The monthly Coppock Indicators finished September:

DJIA: +227 Down. NASDAQ: +321 Down. SP500: +221 Down.

The bull market (or bear market rally) that commenced on Nasdaq on 30/4/09 at 1717 has ended. (30/5/09 SP 500 at 919, 30/5/09 DJIA 8500.) While the indicators can flip flop at market turns, this action is rare on the slow monthly indicators. September is the fourth down month in a row.

Tuesday, 5 October 2010

A Black Swan Flies In.

Baltic Dry Index. 2478 +26
LIR Gold Target by 2019: $3,000.

"Every normal man must be tempted, at times, to spit on his hands, hoist the black flag, and start slitting throats."

H.L Mencken

For more on the black swan scroll down to Crooks and Scoundrel’s Corner. Today we open with the IMF hinting that Club Med needs to devalue if it’s going to avoid the death spiral. But Club Med can’t devalue since they’re trapped in the Germanic Euro, having entered the currency union at the wrong exchange rate. Want to bet that this all goes disastrously wrong in the year ahead. I’ll stick with gold and silver. It’s looking more and more like the fiat Euro experiment is doomed.

Money has no country.

Jules Bertillon. A House of All Nations. 1938. Christina Stead.

IMF admits that the West is stuck in near depression

If you strip away the political correctness, Chapter Three of the IMF's World Economic Outlook more or less condemns Southern Europe to death by slow suffocation and leaves little doubt that fiscal tightening will trap North Europe, Britain and America in slump for a long time.

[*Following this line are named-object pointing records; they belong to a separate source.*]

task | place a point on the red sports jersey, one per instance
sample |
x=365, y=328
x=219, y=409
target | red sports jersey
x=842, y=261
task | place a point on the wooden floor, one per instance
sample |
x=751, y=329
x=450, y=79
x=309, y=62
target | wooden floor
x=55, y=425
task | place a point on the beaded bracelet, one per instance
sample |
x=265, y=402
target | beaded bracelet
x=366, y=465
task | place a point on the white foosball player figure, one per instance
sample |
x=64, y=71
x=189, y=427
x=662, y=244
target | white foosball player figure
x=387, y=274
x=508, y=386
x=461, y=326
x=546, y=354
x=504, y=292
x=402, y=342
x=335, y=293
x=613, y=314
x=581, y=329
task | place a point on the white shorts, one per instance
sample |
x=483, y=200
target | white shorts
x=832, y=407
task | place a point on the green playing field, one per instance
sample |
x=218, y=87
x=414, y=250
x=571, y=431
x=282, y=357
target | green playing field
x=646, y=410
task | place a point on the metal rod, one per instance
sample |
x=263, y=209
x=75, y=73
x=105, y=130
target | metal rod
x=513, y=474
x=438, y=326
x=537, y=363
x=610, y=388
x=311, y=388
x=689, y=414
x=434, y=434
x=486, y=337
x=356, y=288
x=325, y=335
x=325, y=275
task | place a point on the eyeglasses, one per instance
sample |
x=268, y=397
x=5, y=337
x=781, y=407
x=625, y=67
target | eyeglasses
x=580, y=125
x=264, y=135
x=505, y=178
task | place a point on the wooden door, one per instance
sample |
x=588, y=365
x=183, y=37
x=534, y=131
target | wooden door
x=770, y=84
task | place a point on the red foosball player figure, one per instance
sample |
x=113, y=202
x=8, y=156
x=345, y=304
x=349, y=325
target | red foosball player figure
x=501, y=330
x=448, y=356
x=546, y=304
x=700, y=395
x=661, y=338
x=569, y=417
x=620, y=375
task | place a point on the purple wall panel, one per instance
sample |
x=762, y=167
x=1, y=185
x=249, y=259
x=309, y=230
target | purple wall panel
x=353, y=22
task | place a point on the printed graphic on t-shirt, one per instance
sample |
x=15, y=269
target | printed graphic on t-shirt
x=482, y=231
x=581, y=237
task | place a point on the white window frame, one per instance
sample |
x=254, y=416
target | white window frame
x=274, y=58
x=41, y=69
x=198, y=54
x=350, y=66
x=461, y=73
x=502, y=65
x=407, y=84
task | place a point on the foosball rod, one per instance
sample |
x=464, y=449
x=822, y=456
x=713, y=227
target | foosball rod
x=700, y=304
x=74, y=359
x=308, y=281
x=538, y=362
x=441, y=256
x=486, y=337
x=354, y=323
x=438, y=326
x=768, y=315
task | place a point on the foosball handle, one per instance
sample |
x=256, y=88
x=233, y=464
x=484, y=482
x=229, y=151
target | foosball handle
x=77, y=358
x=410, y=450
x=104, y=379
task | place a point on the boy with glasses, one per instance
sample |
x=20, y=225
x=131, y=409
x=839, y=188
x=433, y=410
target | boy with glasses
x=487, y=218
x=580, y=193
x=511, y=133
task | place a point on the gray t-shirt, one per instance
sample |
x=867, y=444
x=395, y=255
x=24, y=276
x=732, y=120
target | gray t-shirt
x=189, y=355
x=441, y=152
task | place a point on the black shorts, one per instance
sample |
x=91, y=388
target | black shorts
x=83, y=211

By Ambrose Evans-Pritchard Published: 8:00PM BST 03 Oct 2010

The IMF report – "Will It Hurt? Macroeconomic Effects of Fiscal Consolidation" – implicitly argues that austerity will do more damage than so far admitted.

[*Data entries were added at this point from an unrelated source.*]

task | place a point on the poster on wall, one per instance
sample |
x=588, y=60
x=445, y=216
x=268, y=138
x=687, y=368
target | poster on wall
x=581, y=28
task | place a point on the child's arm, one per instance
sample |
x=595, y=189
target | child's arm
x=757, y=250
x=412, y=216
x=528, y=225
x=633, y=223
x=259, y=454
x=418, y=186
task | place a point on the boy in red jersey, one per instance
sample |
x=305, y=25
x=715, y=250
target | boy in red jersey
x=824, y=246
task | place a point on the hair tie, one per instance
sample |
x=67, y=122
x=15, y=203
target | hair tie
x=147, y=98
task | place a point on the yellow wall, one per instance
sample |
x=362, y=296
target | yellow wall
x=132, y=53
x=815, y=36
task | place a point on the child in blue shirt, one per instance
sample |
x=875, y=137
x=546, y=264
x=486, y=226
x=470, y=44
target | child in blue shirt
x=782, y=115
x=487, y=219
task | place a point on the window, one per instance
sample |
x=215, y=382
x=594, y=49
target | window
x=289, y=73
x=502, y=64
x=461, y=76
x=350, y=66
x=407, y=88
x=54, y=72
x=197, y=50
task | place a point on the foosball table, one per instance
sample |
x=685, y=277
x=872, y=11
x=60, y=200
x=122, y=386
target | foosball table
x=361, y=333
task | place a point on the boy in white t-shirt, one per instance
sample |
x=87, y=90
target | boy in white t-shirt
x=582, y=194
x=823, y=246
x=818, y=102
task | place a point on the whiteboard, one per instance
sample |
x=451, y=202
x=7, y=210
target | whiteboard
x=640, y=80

Normally, tightening of 1pc of GDP in one country leads to a 0.5pc loss of growth after two years. It is another story when half the globe is in trouble and tightening in lockstep. Lost growth would be double if interest rates are already zero, and if everybody cuts spending at once.

"Not all countries can reduce the value of their currency and increase net exports at the same time," it said. Nobel economist Joe Stiglitz goes further, warning that damn may break altogether in parts of Europe, setting off a "death spiral".

The Fund said damage also doubles for states that cannot cut rates or devalue – think Spain, Portugal, Ireland, Greece, and Italy, all trapped in EMU at overvalued exchange rates.

"A fall in the value of the currency plays a key role in softening the impact. The result is consistent with standard Mundell-Fleming theory that fiscal multipliers are larger in economies with fixed exchange rate regimes." Exactly.

Let us avoid the crude claim that spending cuts in a slump are wicked or self-defeating. Britain did exactly that after leaving the Gold Standard in 1931, and the ERM in 1992, both times with success. A liberated Bank of England was able to cut interest rates. Sterling fell. The key point is whether you can offset the budget cuts.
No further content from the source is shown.